Lagi Tanah Dirampas, Petani Dikriminalisasi

PerspektifNews, Banggai – Pabeangi Pamulalajo dan Ahmad Sapuan resmi dijadikan tersangka oleh Kepolisian Resort Banggai, pada tanggal 7 Januari 2013. Kedua warga desa Suka Maju I, kecamatan Batui Selatan tersebut dikenakan pasal 170 ayat (1) KUHP atau pasal 406 ayat (1) KUHP Jo. Pasal 55 ayat (1) KUHP karena tindak pidana pengeroyokan dan perusakan di perkebunan sawit PT Sawindo Cemerlang.

Budi Supriadi dari Yayasan Tanah Merdeka (YTM) menganggap status tersangka yang dikenakan kepada kedua petani yang merupakan anggota Serikat Petani Merdeka tersebut merupakan bentuk kriminalisasi. “Pemeriksaan yang dilakukan oleh Kepolisian Resort Banggai dan penahanan kedua petani tersebut oleh Kejaksaan Negeri Luwuk adalah proses kriminalisasi terhadap petani yang selama ini kerap terjadi di seluruh Indonesia,” katanya.

Ia pun menambahkan dalam asas hukum pidana, jelas ada yang namanya Leg Spesialis, dalam hal ini Undang-Undang Perkebunan. Namun anehnya pihak kepolisian dan kejaksaan seakan memaksakan pasal-pasal dalam KUHP untuk menjerat kedua petani tersebut.

“Penangkapan dan penahanan yang dilakukan oleh kepolisian dan kejaksaan telah bertentangan dengan konstitusi, karena pasal 21 dan pasal 47 dalam Undang-Undang Perkebunan telah dibatalkan oleh Mahkamah Konstitusi (MK),” ujar Budi, yang juga anggota Partai Rakyat Pekerja (PRP).

Pada tanggal 19 September 2011, Mahkamah Konstitusi  mengabulkan permohonan para penggugat yang terdiri dari empat petani, dengan membatalkan ketentuan pasal 21 dan pasal 47 ayat (1) dan ayat (2) UU No 18 tahun 2004 tentang Perkebunan. Ketentuan pasal 21 UU Perkebunan pada pokoknya berisikan larangan bagi setiap orang yang melakukan segala tindakan, yang dianggap dapat mengganggu jalannya usaha perkebunan. Sementara pasal 47 berisi sanksi pidana yang dapat dijatuhkan kepada para pelaku yang dianggap melanggar pasal 21.

Dalam pertimbangan hukumnya, MK menganggap ketentuan pasal 21 telah mengabaikan hak-hak masyarakat lokal dan masyarakat adat, sebagai pemilik ulayat atas tanah yang banyak digunakan sebagai tempat usaha perkebunan. Karenanya MK menyatakan ketentuan pasal tersebut adalah inkonstitusional dan tidak lagi mempunyai kekuatan hukum mengikat.

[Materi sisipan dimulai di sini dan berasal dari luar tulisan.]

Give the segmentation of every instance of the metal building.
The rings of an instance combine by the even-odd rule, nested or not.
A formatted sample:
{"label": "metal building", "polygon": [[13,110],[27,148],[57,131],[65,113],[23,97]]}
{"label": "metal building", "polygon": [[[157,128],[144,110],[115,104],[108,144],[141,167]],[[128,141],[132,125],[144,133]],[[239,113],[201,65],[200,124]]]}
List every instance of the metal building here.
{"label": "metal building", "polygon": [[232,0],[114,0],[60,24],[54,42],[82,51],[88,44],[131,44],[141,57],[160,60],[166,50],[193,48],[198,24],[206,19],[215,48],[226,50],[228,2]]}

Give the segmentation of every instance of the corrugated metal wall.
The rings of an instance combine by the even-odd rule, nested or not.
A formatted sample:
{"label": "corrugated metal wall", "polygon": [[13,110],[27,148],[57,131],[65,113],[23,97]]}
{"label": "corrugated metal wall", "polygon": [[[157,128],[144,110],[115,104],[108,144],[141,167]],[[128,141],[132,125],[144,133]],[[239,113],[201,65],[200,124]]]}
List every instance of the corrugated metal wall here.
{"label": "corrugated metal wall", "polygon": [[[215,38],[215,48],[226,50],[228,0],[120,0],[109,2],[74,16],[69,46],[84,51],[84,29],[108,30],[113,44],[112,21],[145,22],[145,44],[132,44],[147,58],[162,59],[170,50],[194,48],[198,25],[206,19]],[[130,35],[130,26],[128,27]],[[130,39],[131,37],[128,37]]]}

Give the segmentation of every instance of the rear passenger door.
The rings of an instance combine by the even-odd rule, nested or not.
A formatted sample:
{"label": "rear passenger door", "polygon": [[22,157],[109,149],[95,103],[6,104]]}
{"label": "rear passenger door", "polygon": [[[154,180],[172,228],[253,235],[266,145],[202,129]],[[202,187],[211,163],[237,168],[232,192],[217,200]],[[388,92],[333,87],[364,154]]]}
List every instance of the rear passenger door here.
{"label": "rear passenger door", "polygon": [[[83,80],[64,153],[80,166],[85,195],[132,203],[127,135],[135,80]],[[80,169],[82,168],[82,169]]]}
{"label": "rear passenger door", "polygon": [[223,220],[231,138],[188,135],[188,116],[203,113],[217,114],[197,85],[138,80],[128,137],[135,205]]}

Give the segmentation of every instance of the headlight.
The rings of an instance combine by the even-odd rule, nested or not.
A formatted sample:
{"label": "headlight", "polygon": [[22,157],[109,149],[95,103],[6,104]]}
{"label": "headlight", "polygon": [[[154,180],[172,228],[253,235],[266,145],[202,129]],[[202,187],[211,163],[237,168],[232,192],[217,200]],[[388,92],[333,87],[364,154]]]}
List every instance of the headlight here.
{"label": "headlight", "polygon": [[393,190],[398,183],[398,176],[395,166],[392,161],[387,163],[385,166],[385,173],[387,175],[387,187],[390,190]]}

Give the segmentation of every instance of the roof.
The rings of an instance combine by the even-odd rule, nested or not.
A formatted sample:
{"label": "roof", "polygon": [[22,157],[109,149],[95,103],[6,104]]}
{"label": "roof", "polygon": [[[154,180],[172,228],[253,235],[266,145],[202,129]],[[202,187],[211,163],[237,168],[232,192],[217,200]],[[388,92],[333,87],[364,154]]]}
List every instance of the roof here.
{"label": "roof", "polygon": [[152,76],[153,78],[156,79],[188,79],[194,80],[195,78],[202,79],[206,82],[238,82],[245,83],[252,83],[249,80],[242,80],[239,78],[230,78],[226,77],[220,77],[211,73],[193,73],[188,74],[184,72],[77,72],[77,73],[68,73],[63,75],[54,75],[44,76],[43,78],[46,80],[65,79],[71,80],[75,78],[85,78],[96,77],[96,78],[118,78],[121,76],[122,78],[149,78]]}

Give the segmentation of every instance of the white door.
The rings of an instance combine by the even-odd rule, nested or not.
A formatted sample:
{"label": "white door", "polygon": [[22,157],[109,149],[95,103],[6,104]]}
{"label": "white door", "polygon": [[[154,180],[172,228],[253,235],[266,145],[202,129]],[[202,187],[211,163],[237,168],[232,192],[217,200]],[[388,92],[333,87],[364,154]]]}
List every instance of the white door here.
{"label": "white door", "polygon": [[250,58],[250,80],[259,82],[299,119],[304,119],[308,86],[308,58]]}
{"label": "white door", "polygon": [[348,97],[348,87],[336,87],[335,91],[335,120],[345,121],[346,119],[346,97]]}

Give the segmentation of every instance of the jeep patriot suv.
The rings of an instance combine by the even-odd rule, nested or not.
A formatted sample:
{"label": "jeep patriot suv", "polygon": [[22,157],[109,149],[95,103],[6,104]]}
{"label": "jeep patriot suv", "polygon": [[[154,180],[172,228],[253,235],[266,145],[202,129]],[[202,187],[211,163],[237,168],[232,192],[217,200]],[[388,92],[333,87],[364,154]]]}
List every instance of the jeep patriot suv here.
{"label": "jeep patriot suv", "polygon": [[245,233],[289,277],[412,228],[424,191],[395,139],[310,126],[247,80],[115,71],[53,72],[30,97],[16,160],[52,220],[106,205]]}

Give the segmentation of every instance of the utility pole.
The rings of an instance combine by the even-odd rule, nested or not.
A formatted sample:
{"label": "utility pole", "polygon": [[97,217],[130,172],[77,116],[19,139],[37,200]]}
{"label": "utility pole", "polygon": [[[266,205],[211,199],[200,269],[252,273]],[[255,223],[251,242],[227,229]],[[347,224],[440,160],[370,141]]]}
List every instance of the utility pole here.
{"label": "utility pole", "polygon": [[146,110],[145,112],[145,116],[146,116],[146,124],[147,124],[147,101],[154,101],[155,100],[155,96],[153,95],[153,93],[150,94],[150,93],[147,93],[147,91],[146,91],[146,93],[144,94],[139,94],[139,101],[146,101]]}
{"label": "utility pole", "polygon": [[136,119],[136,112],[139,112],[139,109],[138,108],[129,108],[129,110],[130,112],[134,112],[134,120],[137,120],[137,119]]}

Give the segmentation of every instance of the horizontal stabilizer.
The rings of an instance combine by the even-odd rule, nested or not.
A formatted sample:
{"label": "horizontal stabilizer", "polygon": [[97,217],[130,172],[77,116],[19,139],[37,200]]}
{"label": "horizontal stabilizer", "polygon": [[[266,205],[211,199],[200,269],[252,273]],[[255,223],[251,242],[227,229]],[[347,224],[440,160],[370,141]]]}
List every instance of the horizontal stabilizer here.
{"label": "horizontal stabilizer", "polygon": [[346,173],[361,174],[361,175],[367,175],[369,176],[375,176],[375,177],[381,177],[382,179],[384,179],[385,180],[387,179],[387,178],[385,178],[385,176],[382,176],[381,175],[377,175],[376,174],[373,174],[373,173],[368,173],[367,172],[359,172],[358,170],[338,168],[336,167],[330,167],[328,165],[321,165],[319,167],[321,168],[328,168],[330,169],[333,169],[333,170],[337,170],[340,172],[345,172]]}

MK juga menyatakan, kasus-kasus yang sekarang timbul di daerah-daerah perkebunan yang baru dibuka, sangat mungkin disebabkan oleh tiadanya batas yang jelas antara wilayah hak ulayat dan hak individual berdasarkan hukum adat, dengan hak-hak baru yang diberikan oleh negara, berdasarkan ketentuan perundangan-undangan. Hal ini merupakan bentuk ketidakpastian hukum yang berpotensi melanggar hak konstitusional warga negara. Kemudian ketidakpastian hukum ini diikuti adanya ancaman hukuman berlebihan yang diatur dalam pasal 47 ayat 1 dan ayat 2 UU Perkebunan. (Budi)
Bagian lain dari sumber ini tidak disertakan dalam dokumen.